To be able to successfully accomplish its goals in space, the Pentagon needs to improve how it can inform the public about its operations and plans. A part of this could be reducing the amount of information about space operations that is classified, Barrett said.

While the Pentagon needs to be careful about what it opens to the public, there is much more data that is classified than there needs to be, she said. For example, most of the public uses data from space assets immediately after waking up every day, but not many understand that. “There isn’t a constituency for space,” she said.

“Our way of life is more dependent upon space than any other nation,” Barrett said. “It is important for America to get on the case of space. And we have got to be able to deter derogatory action in space, and if deterrence doesn’t work, we need to be prepared to be something other than a victim with our space assets.”

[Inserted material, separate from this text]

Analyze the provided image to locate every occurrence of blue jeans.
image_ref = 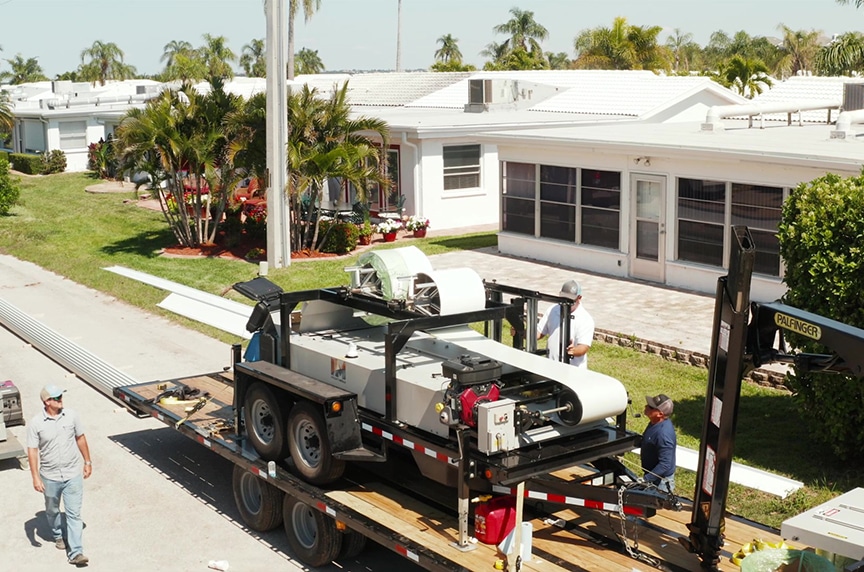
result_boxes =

The creation of the Space Force will be the second major change for the Pentagon in its space-focused infrastructure, following the reactivation of US Space Command earlier this year.

Barrett said Dec. 7 the service still has not decided on a base for the command’s headquarters. The Air Force is taking its time in the selection process to avoid potential legal challenges so it can progress quickly once picked, she said.